November 25 is the International Day for the Elimination of Violence Against Women, the day the three sisters were killed in opposition to the tyrannical ruler of the Dominican Republic, Rafael Trujillo.
Behind this noble cause lies a truly extraordinary story.
On November 25, 1960, three sisters Patria, Minerva, and Maria Teresa Mirabal were brutally murdered in their homeland of the Dominican Republic. Their "crime" was to oppose the terrible dictatorship of Rafael Trujillo.
Trujillo ruled the Dominican Republic with unrestrained brutality for more than 30 years. He was so cruel that his rule almost looks like a caricature of the dictator. Opponents were routinely killed, allegedly in some cases baiting sharks. Trujillo corruptly looted billions of dollars and almost inevitably named the country's highest mountain after him.
His crimes were not limited to his own country.
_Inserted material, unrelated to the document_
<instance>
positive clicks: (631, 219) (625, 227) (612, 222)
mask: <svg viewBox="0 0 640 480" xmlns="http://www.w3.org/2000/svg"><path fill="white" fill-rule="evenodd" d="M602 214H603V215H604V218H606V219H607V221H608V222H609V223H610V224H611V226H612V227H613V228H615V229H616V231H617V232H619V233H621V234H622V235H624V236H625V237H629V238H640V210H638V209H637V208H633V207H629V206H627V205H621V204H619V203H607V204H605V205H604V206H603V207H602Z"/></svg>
He ordered the mass murder of some 30,000 people in neighboring Haiti, which he accused of harboring his political opponents.
Few resisted his brutality, but the Mirabal sisters resisted him. They opposed his regime first as activists and then as direct leaders of the opposition to Trujillo. Their refusal was based on their desire to restore democracy to the country. It had even become a personal matter. Minerva turned down Trujillo's sexual advances at a party in 1949.
The sisters had become symbols of resistance in the country, and this was thought to render them somewhat inviolable. Unfortunately, that would prove not to be the case. Exactly 61 years ago, Trujillo's thugs captured the sisters, strangled them, beat them to death, and put their bodies in cars, and rolled them down the mountain.
The sisters said they were ready to give up their lives for their struggle, and eventually, they gave up. But so did Trujillo. The murder of the sisters shook the nation so much that the leader was shot dead 6 months later.
While Trujillo remains a stain on humanity, the house where the sisters grew up has been turned into a museum over time, and the Mirabal sisters have been immortalized in the country's education system. Their names have been given to murals, books, plaques, and streets around the world. Films have been made about these feminist icons, who are portrayed as female Che Guevaras.